The New York SAFE act claims its first victim…kinda.
A 33-year-old man from western New York state is the first person to be charged under the state’s strict new gun law that was passed in the wake of the Newtown, Conn., school shootings….According to court documents, the sale included an AR-15, nearly 300 rounds of ammo and six magazines and an AR-10 semi-automatic rifle along with 31 rounds of ammo and one magazine.
During the investigation, prosecutors say, the undercover officer told Wassell that he or she was a convicted felon. Under the SAFE Act, it is illegal to sell an AR-10 to a felon….Prosecutors said they have an audio recording of Wassell allegedly telling the investigator, “this whole felony banned for life thing, it’s stupid.”
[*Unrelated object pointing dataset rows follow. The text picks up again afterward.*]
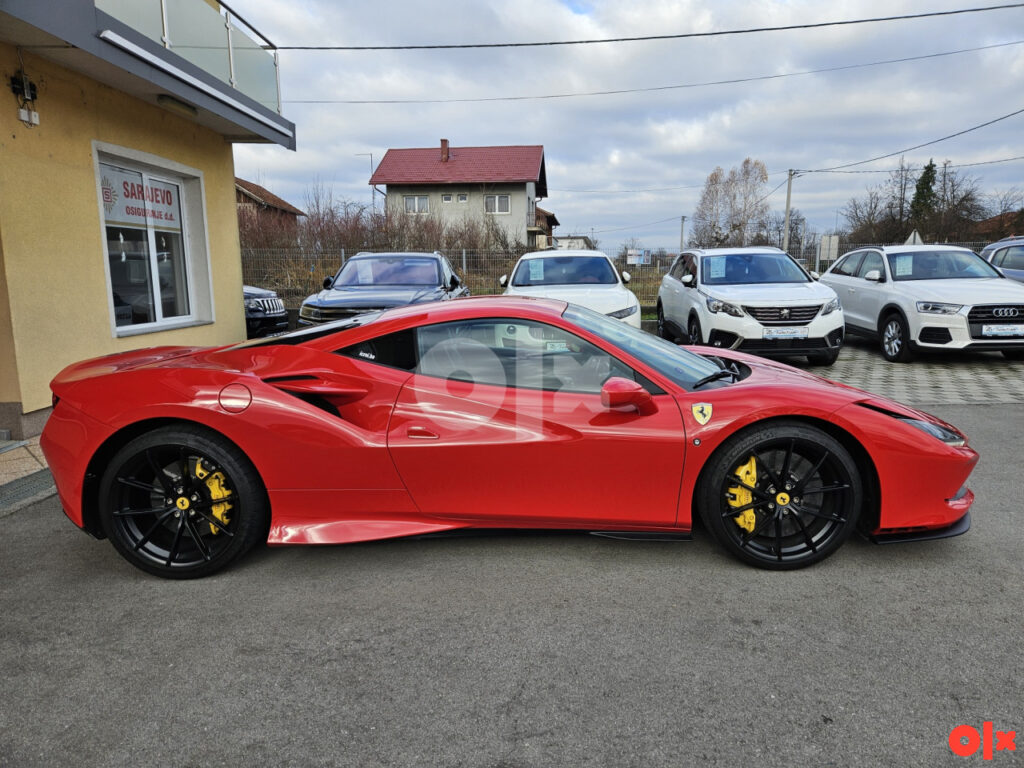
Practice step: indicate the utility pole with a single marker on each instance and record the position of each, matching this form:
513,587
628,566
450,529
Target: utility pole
373,189
785,226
The AR-10 was treated as an assault weapon covered by the new gun law because it allegedly had a specific type of pistol grip.
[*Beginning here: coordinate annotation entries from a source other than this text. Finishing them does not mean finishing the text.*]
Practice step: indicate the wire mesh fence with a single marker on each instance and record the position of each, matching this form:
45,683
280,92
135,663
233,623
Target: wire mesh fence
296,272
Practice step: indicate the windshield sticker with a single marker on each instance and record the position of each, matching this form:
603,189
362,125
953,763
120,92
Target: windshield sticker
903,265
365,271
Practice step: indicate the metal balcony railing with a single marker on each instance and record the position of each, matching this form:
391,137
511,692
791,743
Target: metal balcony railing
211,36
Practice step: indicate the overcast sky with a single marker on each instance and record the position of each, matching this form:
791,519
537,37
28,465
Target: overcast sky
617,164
Stings like this really reek of entrapment to me. He sold a gun to a police officer who made some cryptic statements about being a felon. He wasn’t a felon, and he’s allegedly an exempted individual so the sale actually was legal.
Also, yes the AR has a pistol grip…it has an inline stock, so it NEEDS one so the shooter can grip it. Now this case isn’t very clean, but do you feel any safer that this man is facing serious charges?
Of course also selling to a felon is a FEDERAL crime, not just a crime in New York.



So… wait. The sale of a firearm to a felon was already illegal under NY law. SAFE Act didn’t add that. It just made an already illegal act extra illegal by adding language (Section 898) that made all private sales of firearms illegal. The felon thing in this story is thus political window dressing designed to show how the law “is working” when a sale to a felon was illegal before, but (I guess) was too much work to bother trying to enforce. Golly, work is… work.
When the hardcore criminal gangs just start importing their guns along with their multi-ton shipments of drugs, then we’ll really see some &*(^$ because you can bet the Soviet-era Central American rifles they bring up won’t just be semi-autos.
So if he tried to steal a doughnut that was just sitting on the counter, but the doughnut was already paid for by a Good Samaritan who “pays it forward”, is it still considered stealing?
It sounds like they’re charging him with intent and … nothing else. As if “intent” were as bad as shooting up a bus full of preschoolers. He didn’t actually DO anything illegal.
And I’d like to know what else the cop said. Did he say he was from out-of-state? Because the guy is now required to sell the guns/magazines out-of-state, right?